Cut to two days later, and what should arrive in my mailbox? An invite from Chris Arnold, Chipotle's Director of public relations. It read: "If you find yourself with a Chipotle jones any time soon, try the chicken pozole (new, testing in Denver, and really, really good). Will be everywhere in Denver by the end of the week."

I immediately got Arnold on the blower and asked him what was going on.

Had the world gone mad? For fifteen years, Chipotle has been a constant beacon -- an unchanging menu in a storm of seasonality, market-driven mash-ups and freakish fusion nonsense. (Click the following links for instructions on how to build a burrito and for secrets of Chipotle's salad dressing.)

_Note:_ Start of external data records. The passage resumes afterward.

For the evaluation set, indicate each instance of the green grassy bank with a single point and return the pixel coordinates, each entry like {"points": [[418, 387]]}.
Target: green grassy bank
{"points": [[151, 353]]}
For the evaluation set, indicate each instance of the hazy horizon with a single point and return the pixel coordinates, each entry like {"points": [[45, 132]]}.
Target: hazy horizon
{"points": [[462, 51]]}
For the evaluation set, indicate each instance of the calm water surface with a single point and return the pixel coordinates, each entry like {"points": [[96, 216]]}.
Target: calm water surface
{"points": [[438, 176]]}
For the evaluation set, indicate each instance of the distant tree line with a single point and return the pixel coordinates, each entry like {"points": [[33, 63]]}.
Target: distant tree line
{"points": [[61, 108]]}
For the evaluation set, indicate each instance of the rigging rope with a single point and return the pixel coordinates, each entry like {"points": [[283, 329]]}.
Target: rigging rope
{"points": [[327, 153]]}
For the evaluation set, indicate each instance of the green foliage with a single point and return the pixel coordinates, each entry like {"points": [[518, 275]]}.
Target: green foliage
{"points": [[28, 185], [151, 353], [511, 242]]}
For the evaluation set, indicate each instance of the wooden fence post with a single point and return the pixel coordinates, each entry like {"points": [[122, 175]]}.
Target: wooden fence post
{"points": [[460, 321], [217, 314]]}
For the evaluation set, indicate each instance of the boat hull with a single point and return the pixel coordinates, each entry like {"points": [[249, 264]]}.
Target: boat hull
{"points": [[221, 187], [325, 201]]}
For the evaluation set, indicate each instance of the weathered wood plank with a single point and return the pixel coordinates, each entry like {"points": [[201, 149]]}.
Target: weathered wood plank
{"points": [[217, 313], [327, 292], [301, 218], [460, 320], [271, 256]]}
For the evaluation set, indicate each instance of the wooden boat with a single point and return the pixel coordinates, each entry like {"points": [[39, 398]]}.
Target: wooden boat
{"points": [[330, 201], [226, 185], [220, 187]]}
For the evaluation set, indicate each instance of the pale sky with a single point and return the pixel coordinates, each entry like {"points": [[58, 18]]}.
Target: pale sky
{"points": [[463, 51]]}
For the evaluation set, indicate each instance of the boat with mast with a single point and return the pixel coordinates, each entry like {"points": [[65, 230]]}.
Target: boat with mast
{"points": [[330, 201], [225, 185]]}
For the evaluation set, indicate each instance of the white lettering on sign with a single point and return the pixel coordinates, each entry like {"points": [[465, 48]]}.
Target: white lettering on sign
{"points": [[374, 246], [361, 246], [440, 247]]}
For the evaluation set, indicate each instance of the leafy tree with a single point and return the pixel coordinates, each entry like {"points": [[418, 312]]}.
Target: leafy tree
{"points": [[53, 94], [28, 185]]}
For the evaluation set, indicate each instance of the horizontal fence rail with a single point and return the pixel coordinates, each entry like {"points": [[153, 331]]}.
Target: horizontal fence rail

Not only that, but Chipotle's menu was damn near perfect. A few different things, all essentially made from the same even fewer things. It was a model of restraint. At first, I thought it must be an April Fool's joke. But Arnold assured me that it was very much real.

"We are testing a new menu in Denver," he said, telling me how the company had been doing some fairly heavy-duty research around the end of last year and had discovered that a lot of their regular customers (people who eat at their local location once, twice, sometimes three times in a week) just didn't understand the variety available on Chipotle's menu. They would come in, Arnold explained, and order the same thing every time -- never even bothering to look any further than the burrito they'd been eating every week, for years.

So here's what's happening. Local Chipotle outlets will, over the next week or so, be rolling out a newly re-structured menu. There will be pozole in a couple different varieties and a kid's menu (which was always available, but had to be asked for). The existing menu will be "reconfigured" (Arnold's word) in order to showcase the diversity of plates available through a careful reading of the board. And there will also be a new section offering smaller portions at low prices -- single tacos, for example, served a la carte.

"We're calling it our 'low-roller' menu," Arnold told me, laughing. "The days of the high-roller look like they're going to be over for awhile, so this was our answer."

He also confirmed that Chipotle's menu really hasn't changed at all in fifteen years. The products might have (organic this and local that), and some of the presentations (burrito bowls), but this truly is the first time since Steve Ells set down roots in Denver that the menu has gone through a significant alteration or addition.

So my humblest apologies to both Warner and the Highland Mommies who had this story a day or two before I did. I regret laughing. I regret the several off-color jokes I made at the Mommies' expense. And next time someone comes to me with some crazy story of the world being turned upside down, I promise that I will actually make a couple phone calls before I dismiss it as utter nonsense.

Of course, if this really does turn out to just be an April Fool's Day gag, I'm gonna be pissed.